Because of this personalized approach and frequent retesting, it’s a suitable treatment option for most allergic patients, even those who have been told “no” from other treatment measures. Allergy shots have traditionally been used to treat the cause of allergy in the United States, but certain populations are firmly restricted from receiving this treatment.
Dr. Mary Morris, Allergychoices’ Medical Advisor, partner at Allergy Associates of La Crosse and a lead author of the La Crosse Method Protocol helps explain three populations that are excluded from allergy shot treatment that could likely benefit from SLIT, also known as allergy drops.
Those who are “too allergic”
Many individuals who test highly to their allergens may be turned away from other allergy treatment options because they are “too allergic.” Because allergy drops following the La Crosse Method Protocol are tailored to match each individual’s unique allergies and level of sensitivity, allergy at most any level can be treated safely.
Dr. Morris explains that repeat allergy testing makes allergy drops a safer option for those who are highly allergic, “We recommend retesting often to see if the patient is improving. With allergy shots, it’s typically a set escalation with no testing in between increases.”
“With injections, typically you won’t know if the dose is too much until a reaction occurs, and then they may decrease the dose,” Dr. Morris says. Allergy treatment following the La Crosse Method is flexible. If tests show that the patient needs to slow down escalation, it can be done simply, without the added risk for severe reaction.
Children under 6 years old
If Dr. Morris could broadcast a message to everyone, she says she would use the opportunity to explain that while allergy shots are typically not permitted for children under 6 years old, allergy drops are a safe option.
Why are children not allowed to have allergy shots?
“I don’t think children have higher rates of reactions with shots. The worry is that if they may have a reaction and it isn’t recognized,” Dr. Morris explains. “The criteria in America states that the child has to be old enough to tell you that they’re developing symptoms. They have to be old enough to recognize their throat is feeling tight, or that they are having problems breathing.”
SLIT is safe for children because it’s highly personalized and testing is done often to determine progression of tolerance. Additionally, administration under the tongue is safer because the specialized dendritic cells default to allergic tolerance. The area under the tongue has the highest concentration of allergen presenting cells found anywhere in the body. By lowering the allergic threshold in children, they are less likely to develop additional allergic conditions as they grow. This is called the allergic march, which studies have shown is slowed, and perhaps even halted, when allergy is treated early.

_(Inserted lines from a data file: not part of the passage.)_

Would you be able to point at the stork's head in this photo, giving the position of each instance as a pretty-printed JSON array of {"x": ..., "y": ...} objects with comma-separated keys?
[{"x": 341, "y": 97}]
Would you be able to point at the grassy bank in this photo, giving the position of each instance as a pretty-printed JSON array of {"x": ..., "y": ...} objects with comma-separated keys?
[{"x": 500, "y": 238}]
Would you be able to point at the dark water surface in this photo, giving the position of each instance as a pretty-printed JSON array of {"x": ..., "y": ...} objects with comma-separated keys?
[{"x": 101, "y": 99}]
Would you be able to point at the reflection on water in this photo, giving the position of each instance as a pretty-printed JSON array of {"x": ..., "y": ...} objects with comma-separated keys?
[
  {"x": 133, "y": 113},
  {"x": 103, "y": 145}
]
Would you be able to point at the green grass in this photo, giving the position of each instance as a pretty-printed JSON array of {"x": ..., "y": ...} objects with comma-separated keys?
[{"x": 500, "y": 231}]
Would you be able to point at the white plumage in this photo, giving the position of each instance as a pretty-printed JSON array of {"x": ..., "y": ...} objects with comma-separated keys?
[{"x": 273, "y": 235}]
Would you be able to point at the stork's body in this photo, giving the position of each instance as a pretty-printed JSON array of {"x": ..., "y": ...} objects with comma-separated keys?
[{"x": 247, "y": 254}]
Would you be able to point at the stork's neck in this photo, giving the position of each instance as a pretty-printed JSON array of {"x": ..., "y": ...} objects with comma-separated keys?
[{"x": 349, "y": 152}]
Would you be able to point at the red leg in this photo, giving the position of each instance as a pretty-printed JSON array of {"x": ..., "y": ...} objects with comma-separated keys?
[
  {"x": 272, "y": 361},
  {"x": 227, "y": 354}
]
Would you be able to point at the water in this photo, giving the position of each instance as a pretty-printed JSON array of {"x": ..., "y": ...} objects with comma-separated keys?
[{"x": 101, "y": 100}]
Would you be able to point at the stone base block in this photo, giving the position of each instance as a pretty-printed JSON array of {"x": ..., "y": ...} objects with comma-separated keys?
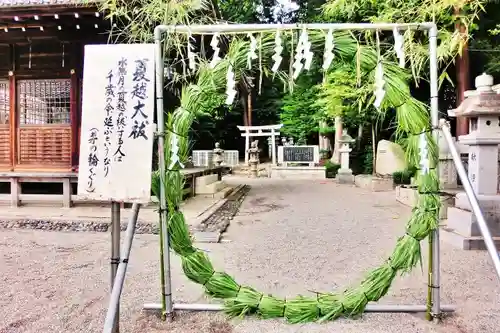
[
  {"x": 373, "y": 183},
  {"x": 210, "y": 188},
  {"x": 457, "y": 240},
  {"x": 344, "y": 177},
  {"x": 297, "y": 172},
  {"x": 222, "y": 194}
]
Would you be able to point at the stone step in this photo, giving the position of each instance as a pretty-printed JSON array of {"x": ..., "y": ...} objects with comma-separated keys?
[
  {"x": 210, "y": 188},
  {"x": 455, "y": 239},
  {"x": 206, "y": 236},
  {"x": 222, "y": 194}
]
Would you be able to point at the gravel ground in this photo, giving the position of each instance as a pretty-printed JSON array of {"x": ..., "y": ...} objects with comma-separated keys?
[{"x": 289, "y": 237}]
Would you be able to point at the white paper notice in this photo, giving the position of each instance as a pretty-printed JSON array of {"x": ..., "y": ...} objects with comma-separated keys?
[{"x": 117, "y": 136}]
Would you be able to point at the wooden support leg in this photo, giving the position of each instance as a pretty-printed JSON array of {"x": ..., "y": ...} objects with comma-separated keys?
[
  {"x": 66, "y": 193},
  {"x": 15, "y": 191}
]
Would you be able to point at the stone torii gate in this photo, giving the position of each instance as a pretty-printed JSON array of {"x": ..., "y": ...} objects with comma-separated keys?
[{"x": 266, "y": 131}]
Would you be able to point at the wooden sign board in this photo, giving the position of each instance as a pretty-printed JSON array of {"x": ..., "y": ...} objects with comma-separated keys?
[
  {"x": 117, "y": 130},
  {"x": 298, "y": 154}
]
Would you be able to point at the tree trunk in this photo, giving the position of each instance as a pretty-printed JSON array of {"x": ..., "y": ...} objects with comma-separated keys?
[
  {"x": 336, "y": 144},
  {"x": 244, "y": 101},
  {"x": 324, "y": 139},
  {"x": 360, "y": 135},
  {"x": 463, "y": 78}
]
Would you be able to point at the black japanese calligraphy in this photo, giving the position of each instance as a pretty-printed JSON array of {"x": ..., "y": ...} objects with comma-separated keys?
[
  {"x": 138, "y": 93},
  {"x": 109, "y": 93},
  {"x": 121, "y": 107},
  {"x": 92, "y": 159}
]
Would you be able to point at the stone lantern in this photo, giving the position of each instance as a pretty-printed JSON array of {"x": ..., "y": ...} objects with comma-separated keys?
[
  {"x": 482, "y": 109},
  {"x": 218, "y": 156},
  {"x": 254, "y": 151},
  {"x": 344, "y": 175}
]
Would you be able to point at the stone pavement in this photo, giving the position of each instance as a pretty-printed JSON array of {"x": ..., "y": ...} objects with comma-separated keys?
[
  {"x": 289, "y": 238},
  {"x": 191, "y": 208}
]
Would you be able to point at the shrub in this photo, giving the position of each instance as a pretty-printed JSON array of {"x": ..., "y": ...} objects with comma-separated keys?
[
  {"x": 331, "y": 169},
  {"x": 404, "y": 177}
]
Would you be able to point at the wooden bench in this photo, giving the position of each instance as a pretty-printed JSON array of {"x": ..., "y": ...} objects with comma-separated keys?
[
  {"x": 67, "y": 198},
  {"x": 16, "y": 179}
]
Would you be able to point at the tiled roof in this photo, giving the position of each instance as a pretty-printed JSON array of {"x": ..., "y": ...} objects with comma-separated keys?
[{"x": 32, "y": 3}]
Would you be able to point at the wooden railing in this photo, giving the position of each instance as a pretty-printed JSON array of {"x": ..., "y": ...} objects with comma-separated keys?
[
  {"x": 44, "y": 146},
  {"x": 5, "y": 146}
]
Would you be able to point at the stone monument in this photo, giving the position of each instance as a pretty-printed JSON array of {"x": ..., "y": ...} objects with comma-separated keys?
[
  {"x": 482, "y": 108},
  {"x": 253, "y": 152},
  {"x": 344, "y": 175},
  {"x": 218, "y": 155}
]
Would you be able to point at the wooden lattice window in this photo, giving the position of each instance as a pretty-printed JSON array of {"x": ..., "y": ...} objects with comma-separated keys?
[
  {"x": 4, "y": 123},
  {"x": 44, "y": 134},
  {"x": 43, "y": 102},
  {"x": 4, "y": 102}
]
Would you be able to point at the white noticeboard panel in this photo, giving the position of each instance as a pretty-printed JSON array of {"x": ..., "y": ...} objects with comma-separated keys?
[{"x": 116, "y": 147}]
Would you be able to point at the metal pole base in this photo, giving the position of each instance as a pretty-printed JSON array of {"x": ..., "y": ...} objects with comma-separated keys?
[{"x": 380, "y": 308}]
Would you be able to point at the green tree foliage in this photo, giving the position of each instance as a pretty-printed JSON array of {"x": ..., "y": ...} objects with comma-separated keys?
[
  {"x": 446, "y": 13},
  {"x": 298, "y": 114}
]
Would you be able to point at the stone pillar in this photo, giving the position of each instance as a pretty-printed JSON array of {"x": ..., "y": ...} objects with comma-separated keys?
[
  {"x": 338, "y": 135},
  {"x": 247, "y": 145},
  {"x": 344, "y": 175},
  {"x": 273, "y": 149},
  {"x": 447, "y": 170}
]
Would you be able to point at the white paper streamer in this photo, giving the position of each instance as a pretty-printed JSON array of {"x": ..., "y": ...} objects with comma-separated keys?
[
  {"x": 424, "y": 154},
  {"x": 252, "y": 52},
  {"x": 329, "y": 46},
  {"x": 308, "y": 55},
  {"x": 278, "y": 48},
  {"x": 174, "y": 151},
  {"x": 215, "y": 46},
  {"x": 191, "y": 55},
  {"x": 303, "y": 52},
  {"x": 399, "y": 47},
  {"x": 230, "y": 87}
]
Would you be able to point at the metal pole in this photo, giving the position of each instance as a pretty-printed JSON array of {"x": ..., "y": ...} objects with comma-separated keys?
[
  {"x": 114, "y": 301},
  {"x": 436, "y": 297},
  {"x": 167, "y": 292},
  {"x": 115, "y": 255},
  {"x": 471, "y": 195},
  {"x": 369, "y": 307},
  {"x": 244, "y": 28}
]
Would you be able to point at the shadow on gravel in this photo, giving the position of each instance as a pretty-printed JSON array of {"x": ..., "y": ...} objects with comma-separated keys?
[{"x": 184, "y": 322}]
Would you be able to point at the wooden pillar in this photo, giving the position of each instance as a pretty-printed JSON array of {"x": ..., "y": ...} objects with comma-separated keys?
[{"x": 73, "y": 111}]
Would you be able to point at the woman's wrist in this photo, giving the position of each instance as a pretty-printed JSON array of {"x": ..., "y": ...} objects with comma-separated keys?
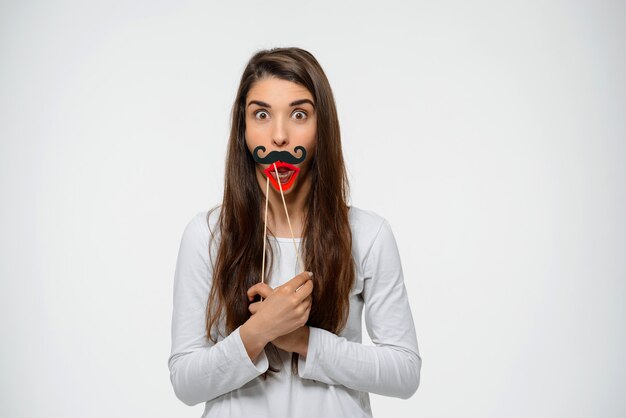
[
  {"x": 253, "y": 340},
  {"x": 304, "y": 347}
]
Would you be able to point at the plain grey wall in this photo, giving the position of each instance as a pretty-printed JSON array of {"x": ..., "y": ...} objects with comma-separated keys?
[{"x": 491, "y": 135}]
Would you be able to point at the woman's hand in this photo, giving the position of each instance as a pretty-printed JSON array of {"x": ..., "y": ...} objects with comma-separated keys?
[{"x": 284, "y": 312}]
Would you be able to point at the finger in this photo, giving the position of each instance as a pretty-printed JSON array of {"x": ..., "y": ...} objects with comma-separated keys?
[
  {"x": 305, "y": 290},
  {"x": 254, "y": 307},
  {"x": 299, "y": 280},
  {"x": 262, "y": 289}
]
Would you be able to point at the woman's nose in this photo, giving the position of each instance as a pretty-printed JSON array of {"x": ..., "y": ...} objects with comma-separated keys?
[{"x": 279, "y": 134}]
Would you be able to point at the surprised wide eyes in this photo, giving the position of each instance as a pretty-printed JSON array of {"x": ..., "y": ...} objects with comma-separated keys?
[{"x": 264, "y": 114}]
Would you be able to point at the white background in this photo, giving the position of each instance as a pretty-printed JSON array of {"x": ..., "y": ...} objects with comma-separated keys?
[{"x": 491, "y": 135}]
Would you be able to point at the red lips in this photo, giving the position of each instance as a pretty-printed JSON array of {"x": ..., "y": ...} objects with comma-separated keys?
[{"x": 287, "y": 174}]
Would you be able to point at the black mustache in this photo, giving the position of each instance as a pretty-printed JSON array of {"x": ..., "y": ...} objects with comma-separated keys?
[{"x": 274, "y": 156}]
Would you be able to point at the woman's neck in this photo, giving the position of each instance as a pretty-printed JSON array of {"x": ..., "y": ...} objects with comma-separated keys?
[{"x": 295, "y": 201}]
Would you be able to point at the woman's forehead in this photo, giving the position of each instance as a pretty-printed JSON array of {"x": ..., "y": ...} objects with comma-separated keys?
[{"x": 277, "y": 90}]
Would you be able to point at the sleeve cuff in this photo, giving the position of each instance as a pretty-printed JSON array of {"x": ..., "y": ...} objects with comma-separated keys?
[
  {"x": 261, "y": 364},
  {"x": 306, "y": 366}
]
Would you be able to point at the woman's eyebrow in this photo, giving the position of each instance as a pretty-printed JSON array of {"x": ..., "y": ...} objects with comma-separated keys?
[{"x": 294, "y": 103}]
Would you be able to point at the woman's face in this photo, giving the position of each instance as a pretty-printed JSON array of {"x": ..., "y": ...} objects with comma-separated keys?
[{"x": 280, "y": 116}]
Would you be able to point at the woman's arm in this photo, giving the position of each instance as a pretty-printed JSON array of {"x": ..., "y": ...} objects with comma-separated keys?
[
  {"x": 199, "y": 369},
  {"x": 392, "y": 366}
]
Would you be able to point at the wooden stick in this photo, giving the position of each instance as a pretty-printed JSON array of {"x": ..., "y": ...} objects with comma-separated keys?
[{"x": 267, "y": 194}]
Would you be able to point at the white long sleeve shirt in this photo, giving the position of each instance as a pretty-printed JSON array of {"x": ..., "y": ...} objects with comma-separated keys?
[{"x": 335, "y": 378}]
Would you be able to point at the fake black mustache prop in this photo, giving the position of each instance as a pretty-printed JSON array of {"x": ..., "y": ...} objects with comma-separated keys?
[{"x": 274, "y": 156}]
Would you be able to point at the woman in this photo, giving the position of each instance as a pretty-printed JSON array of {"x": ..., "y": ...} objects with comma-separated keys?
[{"x": 251, "y": 338}]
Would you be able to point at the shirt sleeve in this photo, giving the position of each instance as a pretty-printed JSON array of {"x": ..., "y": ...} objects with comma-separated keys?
[
  {"x": 201, "y": 370},
  {"x": 392, "y": 366}
]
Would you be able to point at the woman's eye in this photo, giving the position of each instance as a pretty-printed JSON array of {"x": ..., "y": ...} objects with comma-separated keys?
[
  {"x": 299, "y": 114},
  {"x": 261, "y": 114}
]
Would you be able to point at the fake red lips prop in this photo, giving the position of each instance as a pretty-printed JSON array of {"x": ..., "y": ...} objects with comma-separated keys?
[
  {"x": 281, "y": 172},
  {"x": 287, "y": 174}
]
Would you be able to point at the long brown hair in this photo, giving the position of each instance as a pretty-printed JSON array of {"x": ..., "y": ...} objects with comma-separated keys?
[{"x": 327, "y": 239}]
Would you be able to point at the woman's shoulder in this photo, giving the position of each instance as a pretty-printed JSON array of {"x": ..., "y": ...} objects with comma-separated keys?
[
  {"x": 204, "y": 223},
  {"x": 366, "y": 227},
  {"x": 364, "y": 222}
]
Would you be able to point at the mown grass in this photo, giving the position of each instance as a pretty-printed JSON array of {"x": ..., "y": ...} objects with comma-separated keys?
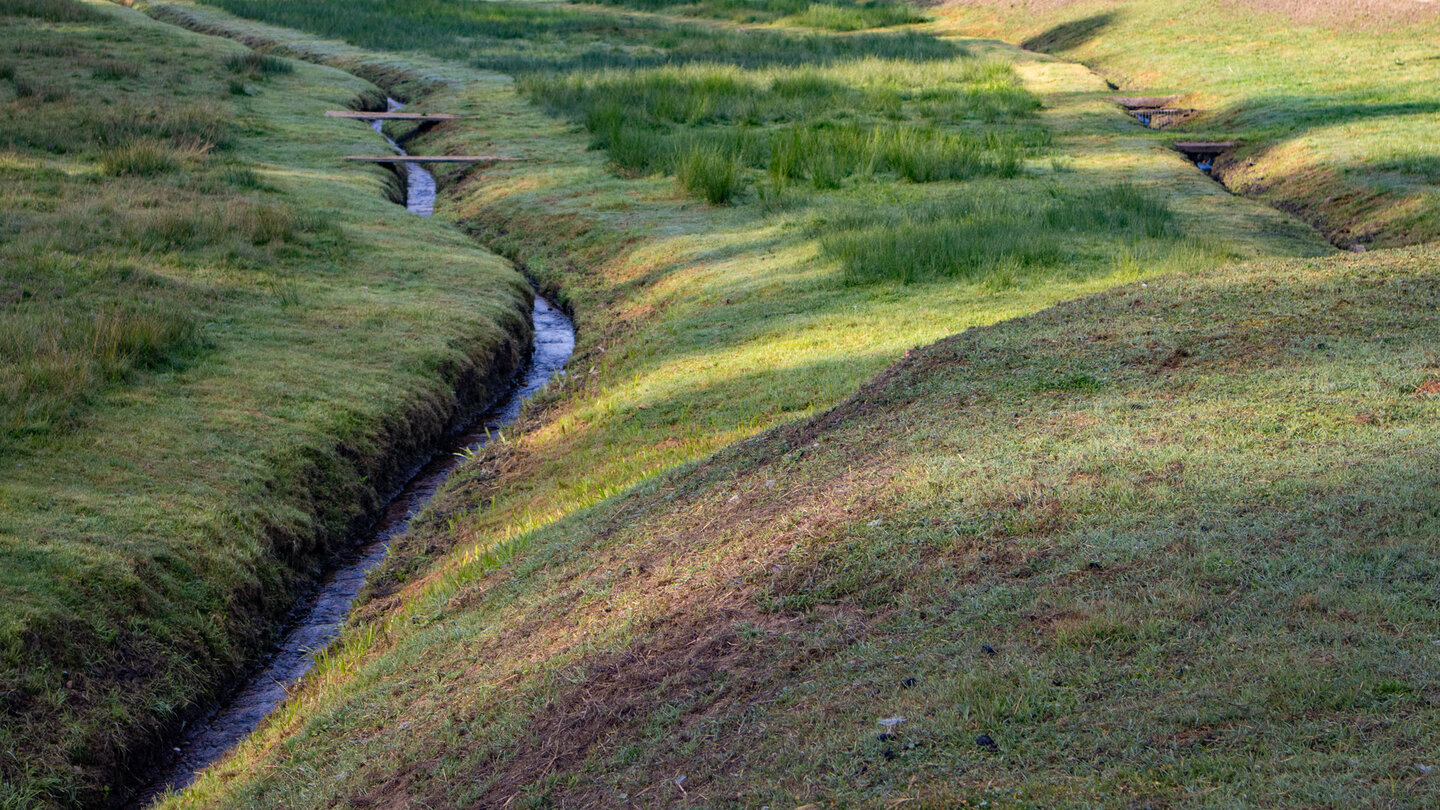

“We’re missing such a golden opportunity in those precious years if not doing immunotherapy, that by the age of six, we’ve missed the opportunity for prevention of asthma, we’ve missed our opportunity for decreasing risk of new allergy development, we’ve perhaps unnecessarily restricted a diet for four or five years,” Dr. Morris says. “That is the number one place in which I think, you have no other option for immunotherapy, why would you not do sublingual immunotherapy in that patient population?”
One bonus of allergy drops that children notice is the ability to treat their allergies without painful injections. Since allergy drops can be taken from wherever you are, they fit into the busy schedule of just about every child.
Patients with uncontrolled asthma
One of the firmest restrictions for allergy shot therapy is uncontrolled asthma, due to what can be a fatal combination with severe allergic reactions. Dr. Morris explains, “The practice parameters are very clear for injection immunotherapy that those who have unstable asthma aren’t candidates for injection immunotherapy. Of the deaths that have happened due to injection immunotherapy, the biggest risk factor was unstable asthma.”
Due to the possibility of life threatening reactions due to the combination of asthma and allergy, shots are typically not an option. Even those with mild to moderate asthma have to be monitored. “A lot of practices now make patients do a pulmonary function test every time they come to get shots to make sure they’re not impaired, which has actually been a good thing because the number of deaths dropped because of that guideline,” Dr. Morris explains.
SLIT is an option for those with asthma and over time, many with allergy-related asthma see a decrease in asthma symptoms, too.
Treating allergies with allergy drops can be a safe, effective, and affordable option. If your health conditions count you out for other allergy treatment measures, consider asking your provider if allergy drops following the La Crosse Method might be an option.